Smoking is bad for wine
In June 2008, thousands of lighting strikes sparked wildfires throughout California and smoke lingered over vineyards for weeks, casting a pall of anxiety over growers and winemakers. Now a research paper from Australia by Kristen Kennison (a viticulture R and D officer for Western Australia's Department of Agriculture) and Mark Gibberd (professor of viticulture and enology at Curtin University of Technology) for the first time connected smoke in the vineyard with tainted wine. The paper encourages developing a long-term plan, as droughts continue to trigger wildfires near vineyards worldwide.

Retirement for wine drinkers?
Thinking about different retirement? Consider Canada, specifically the Canterbury Gardens retirement home in Peterborough, Ontario. The retirement community recently employed its own sommelier to pair its seasonal menu with the appropriate wines, a feature available every night of the week to the community’s residents. If that wasn’t enough, the establishment has partnered with Ontario’s Colio winery to make their own private label, made up of four wines in all: a Cabernet/Merlot blend, Gamay, Chardonnay and Riesling.

Wine Tycoon - the newest winemaking computer game
Entirely Francocentric in scope, this simulation game has a lot to offer. You start your career off in Alsace and your “vineyard cred” increases from there as you make your way up the grape chain to big properties in Bordeaux and Burgundy, and the issues that come with them. There are budgets to keep, vines to select, bottling and blending, staff to hire, etc… All in all, probably the most faithful reproduction to date of the challenges of winemaking. The promised “enchanting French atmosphere,” is essentially a continuous loop of accordion music, which gets very wearing. Wine Tycoon is only available on PC for now.

Simply Red wines
Yet another celebrity wine producer is Mick Hucknall. His Sicilian wines aren't named for the rock group he fronted since 1985, but are called Il Cantante ("The Singer" in Italian). The winemaker is Salvo Foti, who has been making wine in Sicily since the early 1980s. Il Cantante's lineup includes three wines (Etna Rosso, Etna Bianco and a Nero d'Avola) grown in the volcanic soils surrounding Sicily's Mt. Etna.

Biodynamic Wine Tasting
As if the subject of biodynamic farming principles isn’t complicated enough, just try to fathom the world of biodynamic wine tasting.

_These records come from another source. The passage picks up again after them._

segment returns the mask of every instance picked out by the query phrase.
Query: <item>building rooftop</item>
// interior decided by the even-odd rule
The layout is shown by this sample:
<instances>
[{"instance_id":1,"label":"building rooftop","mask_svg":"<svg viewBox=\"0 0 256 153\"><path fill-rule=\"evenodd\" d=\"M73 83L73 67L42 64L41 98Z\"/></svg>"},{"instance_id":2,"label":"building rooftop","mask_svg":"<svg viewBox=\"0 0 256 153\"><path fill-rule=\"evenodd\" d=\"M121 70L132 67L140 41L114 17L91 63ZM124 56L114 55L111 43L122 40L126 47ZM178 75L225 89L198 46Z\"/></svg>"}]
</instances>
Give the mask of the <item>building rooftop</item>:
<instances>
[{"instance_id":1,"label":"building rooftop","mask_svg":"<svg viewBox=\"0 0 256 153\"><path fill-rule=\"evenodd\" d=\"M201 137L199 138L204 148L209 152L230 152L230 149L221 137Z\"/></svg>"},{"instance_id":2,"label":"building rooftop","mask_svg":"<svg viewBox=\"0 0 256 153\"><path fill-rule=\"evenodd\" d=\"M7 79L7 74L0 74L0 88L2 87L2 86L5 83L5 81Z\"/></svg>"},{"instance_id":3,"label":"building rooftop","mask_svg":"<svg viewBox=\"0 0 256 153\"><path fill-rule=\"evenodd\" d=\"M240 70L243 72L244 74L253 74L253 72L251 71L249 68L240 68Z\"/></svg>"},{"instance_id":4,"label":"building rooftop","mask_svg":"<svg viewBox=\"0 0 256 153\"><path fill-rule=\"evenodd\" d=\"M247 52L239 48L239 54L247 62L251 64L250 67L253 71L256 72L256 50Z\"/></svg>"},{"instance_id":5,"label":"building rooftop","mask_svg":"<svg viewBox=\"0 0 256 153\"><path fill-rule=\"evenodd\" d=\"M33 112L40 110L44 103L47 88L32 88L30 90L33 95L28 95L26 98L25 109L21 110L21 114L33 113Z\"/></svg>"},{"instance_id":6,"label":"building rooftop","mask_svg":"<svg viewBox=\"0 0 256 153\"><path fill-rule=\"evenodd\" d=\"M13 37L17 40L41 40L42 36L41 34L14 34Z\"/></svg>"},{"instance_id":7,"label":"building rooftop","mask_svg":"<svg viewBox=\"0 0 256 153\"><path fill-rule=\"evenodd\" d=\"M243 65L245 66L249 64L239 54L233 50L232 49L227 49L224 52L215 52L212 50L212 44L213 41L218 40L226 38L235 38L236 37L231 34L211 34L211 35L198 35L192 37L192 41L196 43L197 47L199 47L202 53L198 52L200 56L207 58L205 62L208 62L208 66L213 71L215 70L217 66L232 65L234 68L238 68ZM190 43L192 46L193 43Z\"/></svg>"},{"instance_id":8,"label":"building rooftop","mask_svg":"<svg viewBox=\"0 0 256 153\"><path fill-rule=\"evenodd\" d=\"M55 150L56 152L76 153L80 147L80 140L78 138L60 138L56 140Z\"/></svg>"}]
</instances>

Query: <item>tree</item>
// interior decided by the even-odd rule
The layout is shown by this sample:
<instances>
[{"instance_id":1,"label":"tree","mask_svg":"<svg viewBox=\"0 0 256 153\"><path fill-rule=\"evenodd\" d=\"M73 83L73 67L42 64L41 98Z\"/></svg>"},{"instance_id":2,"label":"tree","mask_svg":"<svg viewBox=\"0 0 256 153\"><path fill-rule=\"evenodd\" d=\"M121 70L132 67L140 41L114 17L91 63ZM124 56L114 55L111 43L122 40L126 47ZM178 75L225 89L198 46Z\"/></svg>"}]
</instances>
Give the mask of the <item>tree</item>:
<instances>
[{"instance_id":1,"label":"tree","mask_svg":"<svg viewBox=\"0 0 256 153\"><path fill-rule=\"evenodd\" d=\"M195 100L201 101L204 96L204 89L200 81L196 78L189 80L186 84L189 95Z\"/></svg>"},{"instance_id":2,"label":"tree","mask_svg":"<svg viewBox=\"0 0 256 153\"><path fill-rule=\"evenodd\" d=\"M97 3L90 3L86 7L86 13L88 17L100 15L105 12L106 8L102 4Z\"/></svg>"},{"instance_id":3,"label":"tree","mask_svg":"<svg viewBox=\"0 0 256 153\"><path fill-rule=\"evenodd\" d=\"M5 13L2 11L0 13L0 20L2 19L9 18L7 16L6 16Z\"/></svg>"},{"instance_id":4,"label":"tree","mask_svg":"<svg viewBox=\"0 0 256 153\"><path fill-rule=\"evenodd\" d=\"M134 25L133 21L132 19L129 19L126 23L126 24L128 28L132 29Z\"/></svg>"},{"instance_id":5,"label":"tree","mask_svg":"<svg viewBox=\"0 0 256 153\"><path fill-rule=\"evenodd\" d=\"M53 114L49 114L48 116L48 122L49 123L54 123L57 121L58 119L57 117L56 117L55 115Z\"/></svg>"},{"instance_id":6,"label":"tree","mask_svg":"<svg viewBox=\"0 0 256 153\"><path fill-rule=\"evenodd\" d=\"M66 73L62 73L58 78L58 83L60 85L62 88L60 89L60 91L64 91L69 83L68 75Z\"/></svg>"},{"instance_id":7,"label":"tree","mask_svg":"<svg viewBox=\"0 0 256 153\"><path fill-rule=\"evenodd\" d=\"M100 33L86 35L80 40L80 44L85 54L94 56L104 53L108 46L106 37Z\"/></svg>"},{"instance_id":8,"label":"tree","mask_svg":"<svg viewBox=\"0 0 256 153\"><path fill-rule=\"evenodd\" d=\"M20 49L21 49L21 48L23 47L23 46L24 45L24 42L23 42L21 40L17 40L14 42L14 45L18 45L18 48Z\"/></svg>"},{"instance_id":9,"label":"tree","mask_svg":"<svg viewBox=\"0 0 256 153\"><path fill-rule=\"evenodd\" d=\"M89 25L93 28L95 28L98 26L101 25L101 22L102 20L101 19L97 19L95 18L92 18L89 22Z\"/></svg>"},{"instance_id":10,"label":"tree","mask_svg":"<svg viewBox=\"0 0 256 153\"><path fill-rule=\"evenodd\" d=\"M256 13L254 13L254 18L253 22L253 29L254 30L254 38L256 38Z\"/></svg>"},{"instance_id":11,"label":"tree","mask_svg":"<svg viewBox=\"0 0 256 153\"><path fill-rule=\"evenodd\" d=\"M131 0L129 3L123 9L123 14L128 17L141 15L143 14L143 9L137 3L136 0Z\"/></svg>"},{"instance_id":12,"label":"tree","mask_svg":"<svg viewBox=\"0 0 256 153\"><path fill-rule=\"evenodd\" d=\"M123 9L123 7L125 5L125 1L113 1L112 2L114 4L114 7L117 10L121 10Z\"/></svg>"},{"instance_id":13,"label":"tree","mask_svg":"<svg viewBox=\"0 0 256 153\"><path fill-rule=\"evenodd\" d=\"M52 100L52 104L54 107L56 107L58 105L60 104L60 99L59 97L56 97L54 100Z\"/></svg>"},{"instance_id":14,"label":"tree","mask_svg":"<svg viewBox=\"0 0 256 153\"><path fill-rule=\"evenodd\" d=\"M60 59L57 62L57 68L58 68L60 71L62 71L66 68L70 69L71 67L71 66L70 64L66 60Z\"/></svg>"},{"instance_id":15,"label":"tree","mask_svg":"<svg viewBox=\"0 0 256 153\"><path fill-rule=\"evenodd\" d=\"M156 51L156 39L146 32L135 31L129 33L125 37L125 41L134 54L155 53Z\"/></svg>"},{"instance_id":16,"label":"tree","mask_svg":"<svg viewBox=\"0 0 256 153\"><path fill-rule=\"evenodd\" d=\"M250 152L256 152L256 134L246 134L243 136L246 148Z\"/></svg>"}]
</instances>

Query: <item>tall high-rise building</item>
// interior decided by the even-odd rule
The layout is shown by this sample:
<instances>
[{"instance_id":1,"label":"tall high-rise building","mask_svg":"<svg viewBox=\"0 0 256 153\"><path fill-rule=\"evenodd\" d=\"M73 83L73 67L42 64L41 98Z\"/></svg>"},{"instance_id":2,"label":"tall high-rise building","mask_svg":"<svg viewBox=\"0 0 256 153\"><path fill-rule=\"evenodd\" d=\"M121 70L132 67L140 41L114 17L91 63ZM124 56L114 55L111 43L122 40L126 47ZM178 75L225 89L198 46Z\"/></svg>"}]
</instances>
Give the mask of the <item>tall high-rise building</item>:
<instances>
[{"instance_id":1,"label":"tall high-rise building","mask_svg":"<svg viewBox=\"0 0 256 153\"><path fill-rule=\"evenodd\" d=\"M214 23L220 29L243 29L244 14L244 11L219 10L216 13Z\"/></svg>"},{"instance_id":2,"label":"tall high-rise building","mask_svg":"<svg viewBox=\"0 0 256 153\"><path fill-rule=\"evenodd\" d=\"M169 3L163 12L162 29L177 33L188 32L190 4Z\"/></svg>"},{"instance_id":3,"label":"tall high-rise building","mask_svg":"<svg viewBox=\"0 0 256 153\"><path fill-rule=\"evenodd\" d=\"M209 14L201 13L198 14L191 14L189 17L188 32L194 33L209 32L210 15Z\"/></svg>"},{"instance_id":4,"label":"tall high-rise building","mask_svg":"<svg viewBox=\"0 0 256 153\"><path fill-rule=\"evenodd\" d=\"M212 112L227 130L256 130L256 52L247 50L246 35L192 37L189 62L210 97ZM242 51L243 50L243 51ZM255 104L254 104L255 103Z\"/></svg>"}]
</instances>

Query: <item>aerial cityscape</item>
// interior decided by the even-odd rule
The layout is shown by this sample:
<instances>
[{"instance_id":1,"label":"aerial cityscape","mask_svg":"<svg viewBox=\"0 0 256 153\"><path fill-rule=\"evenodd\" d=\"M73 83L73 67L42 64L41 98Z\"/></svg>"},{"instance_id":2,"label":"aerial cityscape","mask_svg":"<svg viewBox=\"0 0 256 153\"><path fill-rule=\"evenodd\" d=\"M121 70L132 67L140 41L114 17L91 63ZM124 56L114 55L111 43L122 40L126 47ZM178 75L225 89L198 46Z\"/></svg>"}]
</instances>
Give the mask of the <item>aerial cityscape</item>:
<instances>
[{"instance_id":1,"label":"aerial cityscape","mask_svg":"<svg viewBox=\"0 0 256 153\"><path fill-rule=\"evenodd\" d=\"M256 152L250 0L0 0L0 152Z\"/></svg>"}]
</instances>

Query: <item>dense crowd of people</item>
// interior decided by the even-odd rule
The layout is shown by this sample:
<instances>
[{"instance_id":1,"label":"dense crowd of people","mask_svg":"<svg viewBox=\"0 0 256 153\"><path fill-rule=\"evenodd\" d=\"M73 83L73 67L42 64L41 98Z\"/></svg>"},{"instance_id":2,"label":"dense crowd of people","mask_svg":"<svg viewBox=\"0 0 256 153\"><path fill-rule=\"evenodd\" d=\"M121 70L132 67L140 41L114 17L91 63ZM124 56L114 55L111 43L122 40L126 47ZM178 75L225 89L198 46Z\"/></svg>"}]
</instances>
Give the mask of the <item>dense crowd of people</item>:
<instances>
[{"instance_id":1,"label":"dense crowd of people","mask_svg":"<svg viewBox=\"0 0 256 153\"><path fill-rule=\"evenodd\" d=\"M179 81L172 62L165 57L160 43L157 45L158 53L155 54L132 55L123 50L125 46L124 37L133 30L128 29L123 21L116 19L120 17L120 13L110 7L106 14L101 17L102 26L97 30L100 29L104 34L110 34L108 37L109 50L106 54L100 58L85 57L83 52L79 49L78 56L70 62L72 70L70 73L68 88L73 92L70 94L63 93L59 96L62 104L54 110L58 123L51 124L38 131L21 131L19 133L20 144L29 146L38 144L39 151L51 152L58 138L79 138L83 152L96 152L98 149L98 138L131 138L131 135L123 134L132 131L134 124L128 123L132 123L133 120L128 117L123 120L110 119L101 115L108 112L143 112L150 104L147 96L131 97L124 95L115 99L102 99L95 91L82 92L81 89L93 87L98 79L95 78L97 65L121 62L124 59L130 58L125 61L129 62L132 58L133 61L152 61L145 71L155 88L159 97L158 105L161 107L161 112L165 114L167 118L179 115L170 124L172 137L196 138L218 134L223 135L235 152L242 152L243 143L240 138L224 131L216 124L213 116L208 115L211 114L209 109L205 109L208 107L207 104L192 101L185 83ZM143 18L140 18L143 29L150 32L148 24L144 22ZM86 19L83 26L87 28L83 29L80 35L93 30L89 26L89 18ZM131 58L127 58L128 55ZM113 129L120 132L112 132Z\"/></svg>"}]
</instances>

A new book, When Wine Tastes Best 2010: A Biodynamic Calendar for Wine Drinkers by German biodynamicist Maria Thun pinpoints specific days and even hours when wines are likely to show their best. The calendar begins with December 2009 to help wine drinkers plan the holiday wine drinking season. And just in case you’re curious, Christmas Day is not a particularly auspicious day for opening a prized bottle, but Dec. 27 shows great promise.

The Wine Show 2009 Thursday 22nd - Sunday 25th October
Touted as "The UK's Biggest Wine Show", The Wine Show will be at Business Design Centre, London N1. Attractions include
• Meeting the Experts (even An Hour with Oz)
• Wine Walks and Tasting Theatre
• Wine Market and French Growers Fair
• Opportunities to buy direct from producers.

For more information, visit

Sideways - again
Did you see the road-movie-meets-winetasting film "Sideways"? A Japanese remake of the film was premiered in the Napa Sonoma Film Festival this month. The film's location moved from Santa Barbara to Napa Valley, and its launch in Japan in October is expected to provide a fillup for Californian wine and tourism.